Types of contracts commonly used in business
Understanding the types of contracts that are commonly used in business settings can help you streamline your contract lifecycle and improve efficiency when it comes to dealing with contracts. In the business world, there are a lot of different types of contracts that are frequently used, but having a basic understanding of the five below is a good starting point:
General business contracts
General business contracts include partnership agreements, indemnity agreements, non-disclosure agreements or NDAs, and property and equipment lease agreements. Terms and other specifics can vary quite a bit from contract to contract, so the details are important.
Bill of sale
A bill of sale is a legal document that allows one party to transfer ownership of property to another party in exchange for money. These contracts are used when a business sells something, such as a car or an order of materials. Fortunately, this is one of the simpler types of contracts to implement.
Employment contracts
When you hire an employee as a business owner, you may have that employee enter into an employment contract to work for you. This employment agreement includes details about the duties an employee will perform, the compensation they will receive, and other essential terms.
Licensing agreement
In a licensing agreement, one party agrees to allow another party to use a licensed product or service in exchange for royalties. The specific details regarding royalties and permissions will be outlined in the contract.
Promissory note
A promissory note is a written agreement by one party (the borrower) to pay back a certain amount of money to another party. With a promissory note, the payment is due when the lender requests it, although lenders must give advance notice according to the terms of the contract.
Why it’s important to understand the types of contracts
For business owners, there are several benefits of understanding the different types of contracts. For starters, being able to distinguish between the various types of contracts means you can choose the right type of agreement for each situation your business encounters.
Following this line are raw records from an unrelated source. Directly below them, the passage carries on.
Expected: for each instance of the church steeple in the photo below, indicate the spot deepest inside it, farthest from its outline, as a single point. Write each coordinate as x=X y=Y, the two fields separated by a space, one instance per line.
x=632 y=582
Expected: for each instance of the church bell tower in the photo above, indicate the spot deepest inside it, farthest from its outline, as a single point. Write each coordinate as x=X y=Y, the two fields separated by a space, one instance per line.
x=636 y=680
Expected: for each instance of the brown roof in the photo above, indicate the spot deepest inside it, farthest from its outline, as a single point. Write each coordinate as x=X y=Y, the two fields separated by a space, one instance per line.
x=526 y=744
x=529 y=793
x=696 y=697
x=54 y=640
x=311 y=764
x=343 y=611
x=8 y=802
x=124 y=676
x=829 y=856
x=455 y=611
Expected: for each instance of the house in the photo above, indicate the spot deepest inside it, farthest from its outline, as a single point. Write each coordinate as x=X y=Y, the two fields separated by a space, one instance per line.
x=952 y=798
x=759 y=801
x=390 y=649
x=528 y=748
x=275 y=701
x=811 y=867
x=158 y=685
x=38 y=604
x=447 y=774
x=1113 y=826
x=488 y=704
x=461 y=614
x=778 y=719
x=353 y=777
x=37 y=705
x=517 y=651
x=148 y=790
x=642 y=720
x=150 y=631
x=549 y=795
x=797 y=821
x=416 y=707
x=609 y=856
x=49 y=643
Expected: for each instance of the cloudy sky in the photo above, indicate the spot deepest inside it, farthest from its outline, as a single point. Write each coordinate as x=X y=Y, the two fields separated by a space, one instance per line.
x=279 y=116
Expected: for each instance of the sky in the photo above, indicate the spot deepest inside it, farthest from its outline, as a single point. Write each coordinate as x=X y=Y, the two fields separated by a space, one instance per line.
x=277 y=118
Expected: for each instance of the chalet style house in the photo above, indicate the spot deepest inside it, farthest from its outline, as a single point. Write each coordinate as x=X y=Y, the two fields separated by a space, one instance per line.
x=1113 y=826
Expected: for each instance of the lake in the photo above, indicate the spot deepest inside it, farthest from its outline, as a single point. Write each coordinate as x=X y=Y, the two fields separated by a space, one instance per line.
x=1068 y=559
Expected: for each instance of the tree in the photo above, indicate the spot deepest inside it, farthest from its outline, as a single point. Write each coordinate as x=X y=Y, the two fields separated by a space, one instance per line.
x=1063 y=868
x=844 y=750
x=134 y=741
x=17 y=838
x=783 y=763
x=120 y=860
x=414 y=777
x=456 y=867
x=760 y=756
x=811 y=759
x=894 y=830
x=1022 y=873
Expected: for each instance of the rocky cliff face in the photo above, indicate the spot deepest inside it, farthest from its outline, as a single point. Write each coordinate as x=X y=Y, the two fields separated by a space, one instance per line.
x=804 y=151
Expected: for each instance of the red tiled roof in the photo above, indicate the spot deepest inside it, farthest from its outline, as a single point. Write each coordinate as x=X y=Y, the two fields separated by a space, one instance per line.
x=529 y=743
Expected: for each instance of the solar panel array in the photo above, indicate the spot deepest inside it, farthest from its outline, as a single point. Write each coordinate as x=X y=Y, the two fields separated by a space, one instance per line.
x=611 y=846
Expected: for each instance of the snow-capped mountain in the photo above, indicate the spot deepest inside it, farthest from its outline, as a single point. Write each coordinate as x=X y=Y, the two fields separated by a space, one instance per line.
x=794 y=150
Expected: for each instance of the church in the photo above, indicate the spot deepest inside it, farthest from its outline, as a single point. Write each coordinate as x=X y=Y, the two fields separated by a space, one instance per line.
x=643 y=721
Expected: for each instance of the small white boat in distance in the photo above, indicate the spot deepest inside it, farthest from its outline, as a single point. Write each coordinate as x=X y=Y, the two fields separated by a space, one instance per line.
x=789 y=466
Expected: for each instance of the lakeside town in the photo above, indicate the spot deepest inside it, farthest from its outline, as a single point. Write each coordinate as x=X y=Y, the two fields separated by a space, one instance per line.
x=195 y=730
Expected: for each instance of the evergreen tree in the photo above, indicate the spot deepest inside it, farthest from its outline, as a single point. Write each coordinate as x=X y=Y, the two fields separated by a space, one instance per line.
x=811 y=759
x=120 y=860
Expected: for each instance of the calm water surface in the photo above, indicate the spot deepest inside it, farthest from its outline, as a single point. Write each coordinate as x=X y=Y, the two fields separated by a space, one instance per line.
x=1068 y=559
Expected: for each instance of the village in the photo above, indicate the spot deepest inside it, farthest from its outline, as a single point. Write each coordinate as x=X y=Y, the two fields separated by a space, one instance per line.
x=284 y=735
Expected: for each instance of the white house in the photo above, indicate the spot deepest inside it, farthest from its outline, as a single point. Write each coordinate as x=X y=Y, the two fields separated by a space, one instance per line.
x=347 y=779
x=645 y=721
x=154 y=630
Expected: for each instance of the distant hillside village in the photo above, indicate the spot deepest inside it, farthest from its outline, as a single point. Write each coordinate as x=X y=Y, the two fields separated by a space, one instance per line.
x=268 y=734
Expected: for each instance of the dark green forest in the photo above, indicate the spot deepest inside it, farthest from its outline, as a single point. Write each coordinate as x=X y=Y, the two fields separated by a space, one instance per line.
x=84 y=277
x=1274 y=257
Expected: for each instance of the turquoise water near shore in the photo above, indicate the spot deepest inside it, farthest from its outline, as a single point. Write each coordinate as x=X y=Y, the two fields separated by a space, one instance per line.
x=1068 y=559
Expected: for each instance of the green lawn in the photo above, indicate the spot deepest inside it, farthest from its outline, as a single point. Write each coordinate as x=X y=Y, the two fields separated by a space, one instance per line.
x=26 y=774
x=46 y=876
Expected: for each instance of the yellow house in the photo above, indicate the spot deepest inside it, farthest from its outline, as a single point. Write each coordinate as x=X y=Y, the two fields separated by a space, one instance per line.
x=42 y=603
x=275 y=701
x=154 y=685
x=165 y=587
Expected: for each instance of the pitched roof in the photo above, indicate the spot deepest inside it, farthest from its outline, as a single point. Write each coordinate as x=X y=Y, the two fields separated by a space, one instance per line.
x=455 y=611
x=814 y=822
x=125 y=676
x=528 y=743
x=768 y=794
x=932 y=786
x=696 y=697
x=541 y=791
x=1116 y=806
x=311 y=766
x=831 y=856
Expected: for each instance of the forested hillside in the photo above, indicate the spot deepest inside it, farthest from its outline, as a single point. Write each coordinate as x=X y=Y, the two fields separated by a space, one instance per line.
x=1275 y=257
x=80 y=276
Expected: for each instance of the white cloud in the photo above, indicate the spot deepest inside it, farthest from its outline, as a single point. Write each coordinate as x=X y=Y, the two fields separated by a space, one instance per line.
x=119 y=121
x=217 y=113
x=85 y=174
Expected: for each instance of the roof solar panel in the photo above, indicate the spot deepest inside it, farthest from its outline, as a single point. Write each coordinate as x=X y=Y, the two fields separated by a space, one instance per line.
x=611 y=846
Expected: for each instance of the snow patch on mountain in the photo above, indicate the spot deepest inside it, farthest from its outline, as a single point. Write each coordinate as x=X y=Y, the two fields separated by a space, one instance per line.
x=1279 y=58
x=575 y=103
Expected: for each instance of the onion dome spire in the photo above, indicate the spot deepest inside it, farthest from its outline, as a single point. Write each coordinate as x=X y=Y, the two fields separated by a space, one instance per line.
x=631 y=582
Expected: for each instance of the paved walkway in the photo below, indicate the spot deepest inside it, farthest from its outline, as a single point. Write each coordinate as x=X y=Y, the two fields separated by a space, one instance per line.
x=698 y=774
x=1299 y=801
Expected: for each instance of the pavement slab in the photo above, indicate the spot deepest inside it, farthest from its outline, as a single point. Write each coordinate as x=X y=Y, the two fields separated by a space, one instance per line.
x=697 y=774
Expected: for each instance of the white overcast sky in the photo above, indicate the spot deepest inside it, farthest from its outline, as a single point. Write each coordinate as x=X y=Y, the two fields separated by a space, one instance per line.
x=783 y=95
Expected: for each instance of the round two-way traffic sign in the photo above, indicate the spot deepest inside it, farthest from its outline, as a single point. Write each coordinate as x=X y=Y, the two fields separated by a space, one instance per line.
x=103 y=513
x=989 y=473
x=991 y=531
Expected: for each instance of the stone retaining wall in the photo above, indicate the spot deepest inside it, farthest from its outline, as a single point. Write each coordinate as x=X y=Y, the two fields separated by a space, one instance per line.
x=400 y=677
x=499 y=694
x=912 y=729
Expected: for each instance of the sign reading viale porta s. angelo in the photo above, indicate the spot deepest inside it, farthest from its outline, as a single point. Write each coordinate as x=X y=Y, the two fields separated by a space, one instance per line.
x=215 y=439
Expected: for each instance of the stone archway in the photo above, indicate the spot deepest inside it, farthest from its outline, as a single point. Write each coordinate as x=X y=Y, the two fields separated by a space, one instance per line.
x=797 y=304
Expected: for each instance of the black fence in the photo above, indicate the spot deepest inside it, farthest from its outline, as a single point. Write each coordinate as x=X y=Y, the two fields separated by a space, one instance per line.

You’ll also know what you’re dealing with when agreements are presented to you and what you should expect in those circumstances. Contract knowledge also plays into the bigger picture of operating your business smoothly and improving your customer relations.
Operate your business with the proper contract management
Contract management is one of the most important parts of running a successful business, whether that means managing employment agreements or licensing agreements. As a business owner, it’s your job to have a basic understanding of contracts and what they’re used for.